Charles Nelson, a former Army Specialist, was training in South Korea when he fell suddenly and violently ill. He was diagnosed with kidney disease after battling an untreated case of strep throat. Charles and his wife, Tamara, immediately sought help from the Veteran Affairs Choice Program, which allows veterans who live more than 40-miles away from a VA hospital, to receive care at a participating facility of their choice.
Charles’ son Coty wanted to be his donor but when they discussed their plan with Charles’ VA Choice Program healthcare provider, they were denied coverage because Coty was not a veteran.
“…I just knew that it was wrong,” said Tamara. “No matter which way you looked at it, anybody could look at it. It was just wrong.”
The VA promised to support Charles by paying for his flight to one of two participating VA hospitals in both Portland, Oregon or Nashville, Tennessee, but Charles’ condition deemed it life-threatening to board a plane.
As Charles’ health declined, Tamara reached out to the media, Congress, the Senate, and the President to shed light on Charles’ story. As a nine-month battle with the VA raged on, the community pitched in and the Nelsons were able to pay off the deductibles.
“We had help from the hospital, Medicare, donations, somebody was a blind donor that paid the remaining balance,” Charles said. “I’m just glad that the laws changes and it’s signed into the law now that veterans will be able to use it. Hopefully that’s the way that it works.”
Along with the difficulties of being ill, Charles also feared reprisals from the Veterans Administration itself.
“He was sincerely afraid of backlash from the VA,” Tamara revealed. “Our soldiers are taught not to question things. They’re taught to follow orders… I was told after this that I didn’t have to fight anymore and, that’s right, I don’t have to, but there’s others that are still facing the same problems. Why should anyone else have this issue?... I’ll do anything I can to see this through and make something change.”
According to the Nelsons’ recent conversations with Jamie McBride, the Solid Organ Transplant Program Manager at Audie L. Murphy VA Hospital in San Antonio, and a VA whistleblower, there have been four different transplants approved in the past week when previously, they had been declined.
The Nelsons remain hopeful about the future and what it holds for disabled veterans in similar situations.
“Tamara’s voice and what we were going through is what kind of made this take off,” Charles said. “This grabbed some traction.”

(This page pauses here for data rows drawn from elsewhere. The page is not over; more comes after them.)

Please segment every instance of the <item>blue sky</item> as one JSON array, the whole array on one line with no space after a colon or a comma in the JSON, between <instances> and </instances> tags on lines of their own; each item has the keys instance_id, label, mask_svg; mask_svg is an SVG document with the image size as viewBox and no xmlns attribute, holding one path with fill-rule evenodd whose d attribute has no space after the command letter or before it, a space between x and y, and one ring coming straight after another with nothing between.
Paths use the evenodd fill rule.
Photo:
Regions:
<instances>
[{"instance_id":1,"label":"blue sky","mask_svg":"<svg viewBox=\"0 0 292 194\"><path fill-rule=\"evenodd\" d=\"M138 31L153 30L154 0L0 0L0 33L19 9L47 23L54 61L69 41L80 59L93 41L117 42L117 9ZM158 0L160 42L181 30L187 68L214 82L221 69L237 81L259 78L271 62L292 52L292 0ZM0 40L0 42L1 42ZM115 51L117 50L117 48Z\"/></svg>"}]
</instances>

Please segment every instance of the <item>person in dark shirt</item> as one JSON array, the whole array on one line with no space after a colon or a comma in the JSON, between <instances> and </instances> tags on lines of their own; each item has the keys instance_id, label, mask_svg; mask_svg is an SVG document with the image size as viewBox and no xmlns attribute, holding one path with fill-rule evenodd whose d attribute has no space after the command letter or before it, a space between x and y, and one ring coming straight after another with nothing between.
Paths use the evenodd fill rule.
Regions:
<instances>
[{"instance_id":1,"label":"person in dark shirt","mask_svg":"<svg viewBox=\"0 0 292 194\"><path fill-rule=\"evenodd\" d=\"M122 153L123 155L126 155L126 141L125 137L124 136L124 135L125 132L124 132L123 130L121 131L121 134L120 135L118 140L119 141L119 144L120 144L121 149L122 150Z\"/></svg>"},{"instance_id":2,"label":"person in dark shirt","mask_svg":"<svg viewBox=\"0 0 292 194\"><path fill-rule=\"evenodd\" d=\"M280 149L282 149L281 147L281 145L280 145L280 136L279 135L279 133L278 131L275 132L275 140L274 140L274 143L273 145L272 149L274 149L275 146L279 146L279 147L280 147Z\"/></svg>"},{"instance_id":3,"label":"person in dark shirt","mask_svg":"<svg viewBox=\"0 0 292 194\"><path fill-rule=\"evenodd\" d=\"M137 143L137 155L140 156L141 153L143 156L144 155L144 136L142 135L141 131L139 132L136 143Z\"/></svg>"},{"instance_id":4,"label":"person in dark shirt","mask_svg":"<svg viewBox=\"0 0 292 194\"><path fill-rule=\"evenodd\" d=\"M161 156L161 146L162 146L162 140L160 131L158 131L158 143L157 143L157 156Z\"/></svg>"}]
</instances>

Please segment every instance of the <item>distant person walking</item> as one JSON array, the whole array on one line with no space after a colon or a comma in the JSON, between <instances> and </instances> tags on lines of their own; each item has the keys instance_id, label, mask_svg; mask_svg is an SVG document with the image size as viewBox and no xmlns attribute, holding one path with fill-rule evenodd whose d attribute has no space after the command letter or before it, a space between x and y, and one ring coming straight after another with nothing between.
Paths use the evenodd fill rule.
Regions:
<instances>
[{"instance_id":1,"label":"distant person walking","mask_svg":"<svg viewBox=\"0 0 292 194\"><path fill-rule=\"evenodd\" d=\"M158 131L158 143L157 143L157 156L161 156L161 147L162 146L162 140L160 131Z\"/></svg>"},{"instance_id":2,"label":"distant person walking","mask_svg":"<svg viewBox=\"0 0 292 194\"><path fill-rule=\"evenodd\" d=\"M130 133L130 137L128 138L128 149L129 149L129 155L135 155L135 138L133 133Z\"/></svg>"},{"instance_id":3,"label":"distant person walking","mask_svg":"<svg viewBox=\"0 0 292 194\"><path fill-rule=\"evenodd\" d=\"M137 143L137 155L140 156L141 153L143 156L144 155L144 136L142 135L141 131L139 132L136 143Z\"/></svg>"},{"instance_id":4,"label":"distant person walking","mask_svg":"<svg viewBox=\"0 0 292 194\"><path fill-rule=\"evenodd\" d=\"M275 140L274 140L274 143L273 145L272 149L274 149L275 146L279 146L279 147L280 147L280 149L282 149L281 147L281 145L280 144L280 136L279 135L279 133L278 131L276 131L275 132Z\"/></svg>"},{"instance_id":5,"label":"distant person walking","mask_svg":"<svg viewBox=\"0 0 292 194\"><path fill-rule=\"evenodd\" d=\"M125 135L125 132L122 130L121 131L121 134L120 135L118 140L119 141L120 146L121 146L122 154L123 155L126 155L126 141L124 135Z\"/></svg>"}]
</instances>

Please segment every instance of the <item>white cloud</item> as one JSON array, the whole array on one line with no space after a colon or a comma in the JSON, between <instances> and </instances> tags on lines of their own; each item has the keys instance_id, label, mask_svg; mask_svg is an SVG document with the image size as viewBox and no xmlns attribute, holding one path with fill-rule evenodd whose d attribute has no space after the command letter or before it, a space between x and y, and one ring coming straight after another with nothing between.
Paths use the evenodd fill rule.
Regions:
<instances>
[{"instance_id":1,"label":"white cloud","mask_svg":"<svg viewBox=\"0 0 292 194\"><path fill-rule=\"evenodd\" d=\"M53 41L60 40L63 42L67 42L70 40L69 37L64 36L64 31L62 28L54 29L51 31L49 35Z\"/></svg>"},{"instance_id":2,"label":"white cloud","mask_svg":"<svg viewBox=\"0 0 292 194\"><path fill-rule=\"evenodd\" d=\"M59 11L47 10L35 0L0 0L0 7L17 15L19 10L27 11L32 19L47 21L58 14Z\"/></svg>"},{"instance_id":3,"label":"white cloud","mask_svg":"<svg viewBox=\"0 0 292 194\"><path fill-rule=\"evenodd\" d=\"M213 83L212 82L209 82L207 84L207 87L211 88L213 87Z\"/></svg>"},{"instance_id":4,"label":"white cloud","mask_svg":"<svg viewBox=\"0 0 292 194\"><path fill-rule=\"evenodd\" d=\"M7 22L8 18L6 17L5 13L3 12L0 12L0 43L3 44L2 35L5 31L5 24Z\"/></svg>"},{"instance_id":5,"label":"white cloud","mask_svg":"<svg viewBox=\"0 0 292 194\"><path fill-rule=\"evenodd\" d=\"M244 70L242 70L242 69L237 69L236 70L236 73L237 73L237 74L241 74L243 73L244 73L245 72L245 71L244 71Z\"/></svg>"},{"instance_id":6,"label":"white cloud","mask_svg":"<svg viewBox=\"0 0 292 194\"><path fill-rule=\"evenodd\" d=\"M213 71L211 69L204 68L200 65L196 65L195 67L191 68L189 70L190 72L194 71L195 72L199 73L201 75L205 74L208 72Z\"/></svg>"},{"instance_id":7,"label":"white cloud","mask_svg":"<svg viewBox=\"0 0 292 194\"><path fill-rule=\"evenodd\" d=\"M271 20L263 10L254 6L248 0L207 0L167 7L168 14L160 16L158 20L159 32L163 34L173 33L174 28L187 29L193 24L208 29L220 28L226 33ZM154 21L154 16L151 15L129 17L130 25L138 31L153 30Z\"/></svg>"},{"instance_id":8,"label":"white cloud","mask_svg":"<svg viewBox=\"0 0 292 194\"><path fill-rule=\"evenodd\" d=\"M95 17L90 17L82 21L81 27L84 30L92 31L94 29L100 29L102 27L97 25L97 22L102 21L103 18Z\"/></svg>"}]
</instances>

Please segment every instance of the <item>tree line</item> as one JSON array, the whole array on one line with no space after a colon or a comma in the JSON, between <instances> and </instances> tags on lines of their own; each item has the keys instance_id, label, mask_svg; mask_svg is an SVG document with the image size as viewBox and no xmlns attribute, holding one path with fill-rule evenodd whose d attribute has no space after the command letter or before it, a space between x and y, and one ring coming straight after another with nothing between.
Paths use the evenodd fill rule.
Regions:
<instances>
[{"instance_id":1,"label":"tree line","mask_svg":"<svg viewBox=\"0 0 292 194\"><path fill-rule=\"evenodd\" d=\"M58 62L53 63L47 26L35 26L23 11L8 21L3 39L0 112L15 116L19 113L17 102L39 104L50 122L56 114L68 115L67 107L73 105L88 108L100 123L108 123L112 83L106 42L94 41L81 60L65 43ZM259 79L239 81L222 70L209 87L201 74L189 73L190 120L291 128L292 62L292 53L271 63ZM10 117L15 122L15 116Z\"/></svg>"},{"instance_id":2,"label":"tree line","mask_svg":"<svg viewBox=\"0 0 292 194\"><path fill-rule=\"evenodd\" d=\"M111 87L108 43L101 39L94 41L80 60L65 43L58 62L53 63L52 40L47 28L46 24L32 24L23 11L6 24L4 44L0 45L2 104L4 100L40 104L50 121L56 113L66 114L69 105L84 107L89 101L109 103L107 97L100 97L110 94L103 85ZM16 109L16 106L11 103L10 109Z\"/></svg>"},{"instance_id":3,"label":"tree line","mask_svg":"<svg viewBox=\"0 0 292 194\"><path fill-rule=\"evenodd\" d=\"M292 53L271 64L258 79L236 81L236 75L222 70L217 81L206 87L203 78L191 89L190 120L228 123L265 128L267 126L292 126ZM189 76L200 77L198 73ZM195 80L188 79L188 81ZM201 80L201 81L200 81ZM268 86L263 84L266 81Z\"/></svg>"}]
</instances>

So much traction that Congressman John Carter, who represents Texas' 31st Congressional District including Round Rock, Cedar Park and Leander, proposed “Veterans Transplant Coverage Act” in 2017. That bill is designed to prevent the VA from denying veterans coverage on the basis that their donor also be a veteran.
Carter said funding for these medical procedures will be made possible through the appropriations process, noting that the issue may only affect about seven percent of the population, but the previous rules make it almost impossible for those needing transplant to find a suitable veteran donor.
Central Texas Veterans Health Care System Director Christopher Sandles also attended the press conference, giving support for others to follow the Nelson’s suit and be vocal about other veterans facing similar issues.
"What we need are more folks, whether they be staff or veterans, that when something isn't right — even if they themselves aren't going to benefit from the change — that they see these things through to be certain that legislative changes process changes are put into place so that those that come after them don't deal with the same obstacles," said Sandles.
President Trump officially signed the Act into law on June 6.
“Ultimately, you’re only one voice, and you do everything you can to fight with that one voice,” Tamara vowed. “I’m glad that people listened to Rep. Carter’s voice on this one. I’m just happy and proud that veterans are getting the help and support that they need from the VA.”